With the exception of the muzzle and the teats embedded in the hair , all parts of the body are covered with thick hair. The foreskin of the penis is also covered with hair to protect against the cold. While the lower abdomen, the udder and the scrotum are only briefly hairy, the hair on the lower side of the body is very long and falls down like a saddlecloth like a so-called abdominal mane. This makes the yak look extremely short-legged. The tail is long-haired from the root. The long outer hairs on the chest, tail and belly are also called horsehair in the yak, as they are similar to the hair on the tail and mane of horses. However, they are much softer than horses.

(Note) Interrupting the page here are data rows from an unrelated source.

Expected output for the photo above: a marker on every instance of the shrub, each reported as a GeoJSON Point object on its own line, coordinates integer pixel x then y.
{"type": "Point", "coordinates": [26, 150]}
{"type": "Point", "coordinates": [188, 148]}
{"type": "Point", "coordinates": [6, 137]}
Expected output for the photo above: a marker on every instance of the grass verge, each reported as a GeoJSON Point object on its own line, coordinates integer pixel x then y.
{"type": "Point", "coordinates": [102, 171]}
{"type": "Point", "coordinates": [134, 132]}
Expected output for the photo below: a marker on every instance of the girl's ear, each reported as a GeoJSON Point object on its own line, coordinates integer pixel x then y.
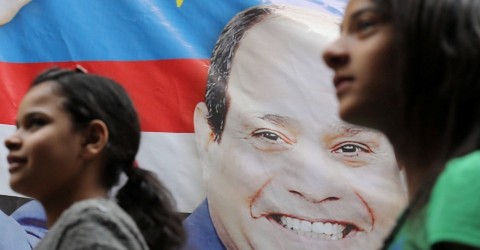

Coarse wool hair with a length of five to thirteen centimeters is distributed over the whole body. As a third type of hair, fine wool is found in all body regions and makes up over 80 percent of the hair. In the abdominal region, for example, yaks have 220 coarse hairs and 800 fine wool hairs per square centimeter. When changing hair, the yak mainly loses its wool hair. The failure begins in the neck and continues to the back and abdominal region.


House yak bull

The yak hooves are relatively small and compact. They have sharp hoof tips and hard hoof edges. Because of the small hooves they sink in relatively deeply, which helps them to slow down the forward swing when moving downhill. When moving slowly, you are generally very sure-footed and you can also cross marshy areas safely. If you sink too much into damp ground, spread your legs and use the underside of your body to avoid sinking deeper. They then move on with swimming-like movements and thus show a different behavior than, for example, horses that panic in a comparable position.

Basically, yaks are very easy to move. Grazing yaks repeatedly take breaks in which they playfully chase each other with their tails raised. Their galloping movements resemble those of horses. Sudden danger can lead to panic escapes in yak herds. If they escape downhill, deaths from falls occasionally occur.


Adaptation to heat and cold

Yaks vary their breathing rate, among other things, depending on the outside temperature. At high temperatures, breathing and heart rate are high to remove excess heat and can be three to four times that of cattle. The breathing rate increases at an ambient temperature of over 13 degrees. From an ambient temperature of 16 degrees, the heartbeat and body temperature increase. If the ambient temperature reaches 20 degrees, yaks stay near water or in the shade. As a rule, they then no longer eat, drink or ruminate and they remain motionless in one place.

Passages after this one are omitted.